Church & Dwight (CHD)

On Feb. 5, 2019, Church & Dwight (NYSE:CHD) announced a 4.6% increase in its quarterly dividend to 22.75 cents. Payable as of Mar. 1, the quarterly dividend works out to 91 cents on an annual basis. As of Mar. 5, it yielded 1.4%.

What the maker of Arm & Hammer baking soda fails to provide in terms of dividend yield, it more than makes up for it with lots of capital appreciation.

Year-to-date, CHD stock is up 0.54%. Off to a slow start in 2019, Church & Dwight stock is in danger of a losing year, the first in more than a decade. Over the past ten years, CHD’s delivered an annualized total return of 19.6%, 250 basis points higher than the S&P 500.

That is why I believe Church & Dwight is the best consumer staples stock for investors to own for the long haul.


Best Buy (BBY)

On Feb. 27, 2019, Best Buy (NYSE:BBY) announced an 11% increase in its quarterly dividend to 50 cents. Payable as of April 10, the quarterly dividend works out to $2 on an annual basis. As of Mar. 5, it yielded 3%.

With the 11% increase, Best Buy has now increased its annual dividend payment for six consecutive years. It has also paid a dividend for 61 straight quarters.

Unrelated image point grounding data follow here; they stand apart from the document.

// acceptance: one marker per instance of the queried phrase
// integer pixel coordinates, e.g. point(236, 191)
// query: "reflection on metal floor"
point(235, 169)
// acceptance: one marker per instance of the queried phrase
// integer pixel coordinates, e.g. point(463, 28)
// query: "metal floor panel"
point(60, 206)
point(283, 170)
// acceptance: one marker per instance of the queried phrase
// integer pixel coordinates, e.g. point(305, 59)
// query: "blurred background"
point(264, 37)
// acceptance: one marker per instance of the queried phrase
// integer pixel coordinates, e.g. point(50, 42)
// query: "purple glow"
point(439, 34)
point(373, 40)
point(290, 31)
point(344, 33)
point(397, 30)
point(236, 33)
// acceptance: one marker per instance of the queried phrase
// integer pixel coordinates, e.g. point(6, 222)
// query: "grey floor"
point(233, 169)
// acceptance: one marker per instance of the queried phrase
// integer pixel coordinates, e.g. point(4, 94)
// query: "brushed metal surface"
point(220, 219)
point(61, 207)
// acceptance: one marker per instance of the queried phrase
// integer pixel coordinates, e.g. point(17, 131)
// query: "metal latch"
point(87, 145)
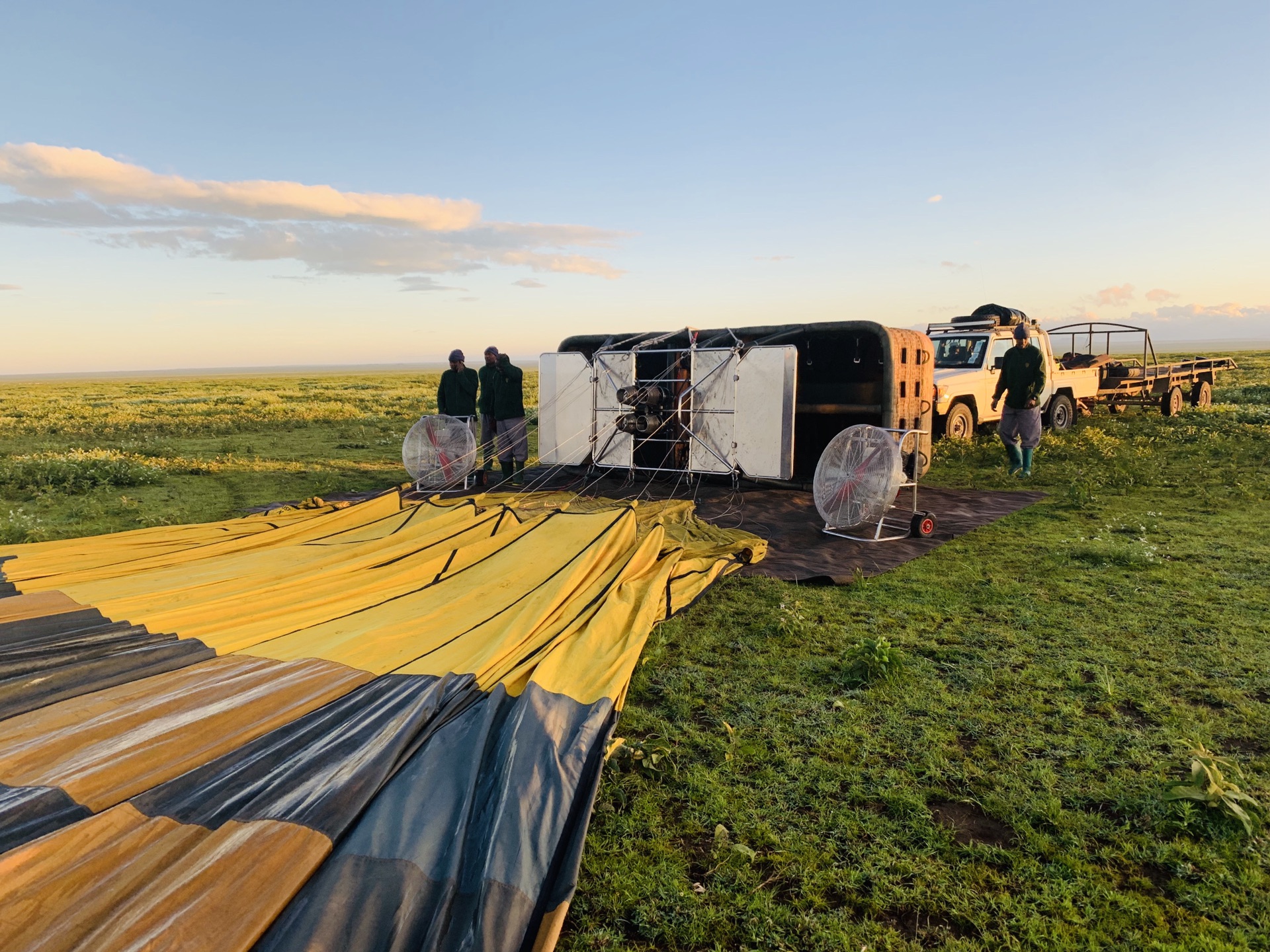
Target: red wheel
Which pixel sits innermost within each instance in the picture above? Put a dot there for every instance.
(922, 526)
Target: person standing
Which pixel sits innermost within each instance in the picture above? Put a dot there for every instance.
(1023, 379)
(456, 395)
(513, 437)
(488, 430)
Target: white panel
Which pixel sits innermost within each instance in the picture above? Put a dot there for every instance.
(713, 403)
(766, 386)
(566, 409)
(613, 371)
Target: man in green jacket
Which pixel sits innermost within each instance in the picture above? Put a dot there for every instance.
(513, 440)
(488, 385)
(456, 397)
(1023, 380)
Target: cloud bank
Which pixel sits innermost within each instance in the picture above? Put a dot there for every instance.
(1183, 314)
(331, 231)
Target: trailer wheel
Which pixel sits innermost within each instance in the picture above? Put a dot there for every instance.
(1061, 413)
(959, 423)
(922, 524)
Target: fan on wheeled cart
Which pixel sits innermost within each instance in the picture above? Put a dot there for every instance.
(857, 480)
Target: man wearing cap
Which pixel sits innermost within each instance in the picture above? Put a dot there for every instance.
(488, 429)
(513, 440)
(456, 395)
(1023, 379)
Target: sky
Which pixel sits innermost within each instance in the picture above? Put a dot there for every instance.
(239, 184)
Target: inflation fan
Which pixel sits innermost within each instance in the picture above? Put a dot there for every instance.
(440, 451)
(857, 480)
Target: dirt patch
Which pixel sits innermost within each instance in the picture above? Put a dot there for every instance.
(1160, 876)
(1208, 701)
(698, 851)
(969, 824)
(925, 928)
(1249, 746)
(1132, 713)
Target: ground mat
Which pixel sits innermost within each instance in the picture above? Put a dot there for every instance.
(328, 728)
(796, 547)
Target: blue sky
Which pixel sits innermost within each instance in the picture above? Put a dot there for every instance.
(622, 168)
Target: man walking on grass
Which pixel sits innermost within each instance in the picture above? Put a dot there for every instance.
(513, 438)
(488, 430)
(1023, 379)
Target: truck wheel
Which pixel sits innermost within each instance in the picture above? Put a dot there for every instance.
(922, 524)
(1061, 413)
(959, 424)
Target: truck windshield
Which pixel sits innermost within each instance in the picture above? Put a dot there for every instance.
(959, 352)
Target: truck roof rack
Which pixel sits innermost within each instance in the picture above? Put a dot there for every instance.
(982, 324)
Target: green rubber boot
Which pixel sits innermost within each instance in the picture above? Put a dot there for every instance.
(1016, 461)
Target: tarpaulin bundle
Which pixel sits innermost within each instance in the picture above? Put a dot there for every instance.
(371, 728)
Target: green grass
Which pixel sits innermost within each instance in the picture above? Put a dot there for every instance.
(1006, 791)
(1002, 789)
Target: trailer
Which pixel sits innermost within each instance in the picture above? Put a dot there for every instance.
(1133, 381)
(743, 403)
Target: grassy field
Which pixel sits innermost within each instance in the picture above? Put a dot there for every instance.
(1005, 791)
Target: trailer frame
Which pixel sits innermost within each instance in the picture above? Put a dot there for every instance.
(1146, 382)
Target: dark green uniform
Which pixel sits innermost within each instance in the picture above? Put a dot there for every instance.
(1023, 376)
(456, 397)
(508, 391)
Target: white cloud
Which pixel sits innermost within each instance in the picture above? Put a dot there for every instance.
(1114, 296)
(54, 172)
(1183, 314)
(331, 231)
(422, 282)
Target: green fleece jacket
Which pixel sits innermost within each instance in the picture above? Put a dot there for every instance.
(508, 390)
(456, 397)
(1023, 376)
(488, 385)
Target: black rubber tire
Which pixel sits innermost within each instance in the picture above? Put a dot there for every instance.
(1061, 414)
(959, 423)
(922, 524)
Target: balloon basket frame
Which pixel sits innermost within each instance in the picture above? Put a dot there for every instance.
(898, 520)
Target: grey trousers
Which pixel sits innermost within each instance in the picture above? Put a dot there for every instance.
(488, 434)
(1020, 426)
(513, 441)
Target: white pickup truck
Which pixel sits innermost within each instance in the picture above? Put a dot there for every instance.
(968, 354)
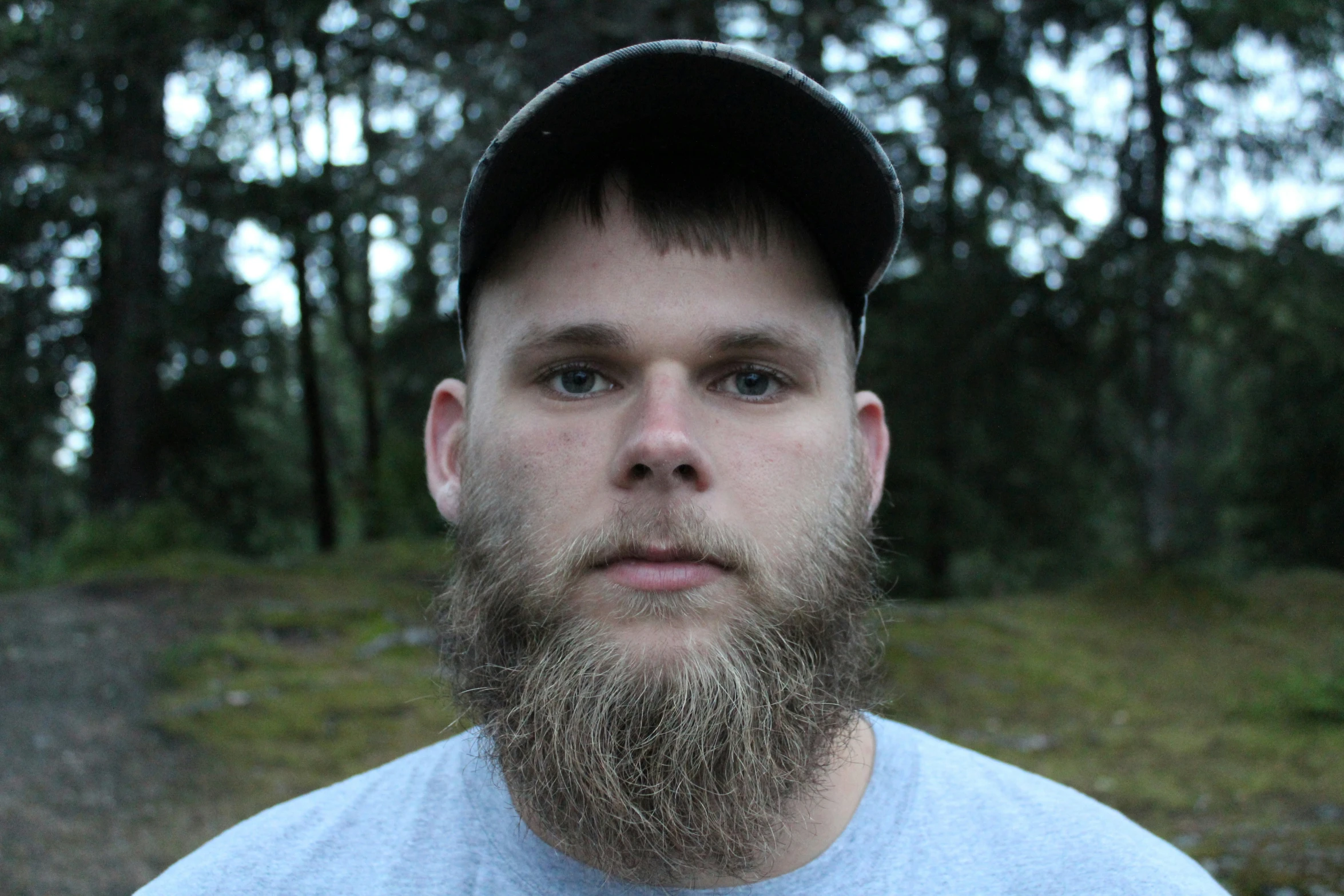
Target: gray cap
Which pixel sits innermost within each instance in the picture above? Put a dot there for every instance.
(754, 112)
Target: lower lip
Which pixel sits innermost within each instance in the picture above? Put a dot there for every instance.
(646, 575)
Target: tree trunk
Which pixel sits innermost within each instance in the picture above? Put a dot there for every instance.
(352, 294)
(1155, 277)
(124, 325)
(324, 513)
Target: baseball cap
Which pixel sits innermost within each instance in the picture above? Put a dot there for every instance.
(747, 109)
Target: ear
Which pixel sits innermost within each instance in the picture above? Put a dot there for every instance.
(443, 447)
(877, 444)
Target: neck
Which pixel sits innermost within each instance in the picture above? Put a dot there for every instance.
(817, 821)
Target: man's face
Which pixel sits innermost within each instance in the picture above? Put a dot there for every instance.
(663, 483)
(611, 379)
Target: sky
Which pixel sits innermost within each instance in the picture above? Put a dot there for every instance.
(1211, 195)
(1215, 199)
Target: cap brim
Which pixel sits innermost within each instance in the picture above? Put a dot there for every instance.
(761, 113)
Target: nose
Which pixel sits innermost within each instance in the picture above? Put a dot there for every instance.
(659, 448)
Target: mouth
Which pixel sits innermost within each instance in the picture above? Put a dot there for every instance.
(662, 568)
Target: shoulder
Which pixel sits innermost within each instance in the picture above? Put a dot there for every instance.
(348, 837)
(1030, 833)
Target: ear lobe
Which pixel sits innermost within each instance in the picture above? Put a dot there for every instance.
(877, 444)
(444, 432)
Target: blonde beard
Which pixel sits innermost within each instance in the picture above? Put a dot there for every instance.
(671, 770)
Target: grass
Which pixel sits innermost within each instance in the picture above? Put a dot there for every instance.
(1212, 715)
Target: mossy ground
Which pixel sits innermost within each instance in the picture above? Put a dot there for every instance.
(1203, 711)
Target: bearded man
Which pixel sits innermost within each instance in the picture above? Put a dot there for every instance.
(663, 483)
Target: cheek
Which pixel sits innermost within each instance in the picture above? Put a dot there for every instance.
(551, 467)
(784, 477)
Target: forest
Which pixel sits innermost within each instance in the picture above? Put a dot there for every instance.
(1113, 336)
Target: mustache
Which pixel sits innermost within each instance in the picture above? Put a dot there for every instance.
(669, 533)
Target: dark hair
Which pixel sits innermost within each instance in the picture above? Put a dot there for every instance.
(678, 198)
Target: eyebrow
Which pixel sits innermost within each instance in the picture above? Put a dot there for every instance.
(589, 335)
(766, 337)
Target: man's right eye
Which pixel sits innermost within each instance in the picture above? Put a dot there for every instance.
(578, 381)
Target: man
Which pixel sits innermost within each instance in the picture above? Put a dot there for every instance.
(663, 480)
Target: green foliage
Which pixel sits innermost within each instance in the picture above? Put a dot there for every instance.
(124, 537)
(1162, 696)
(1318, 698)
(303, 674)
(1023, 394)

Best Buy’s past issues including its ongoing fight with Amazon (NASDAQ:AMZN) appear to be very much in the rear window.

In 2018, Best Buy grew same-store sales by 4.8%, overall revenues increased 1.7% to $42.9 billion, and earnings-per-share on a non-GAAP basis increased by 20.4% to $5.32 a share. In 2019, it expects to generate at least $5.45 a share in earnings on $42.9 billion in revenue.

It might not be massive growth, but considering its shares were trading around $12 in 2012, it has come a long way. When I wrote about Best Buy in August 2013, it had online sales that accounted for 6.1% of its overall revenue. Today, it’s 21.9% or almost four times as much.

It’s one of the best comeback stories of the 21st century.

As of this writing, Will Ashworth did not hold a position in any of the aforementioned securities.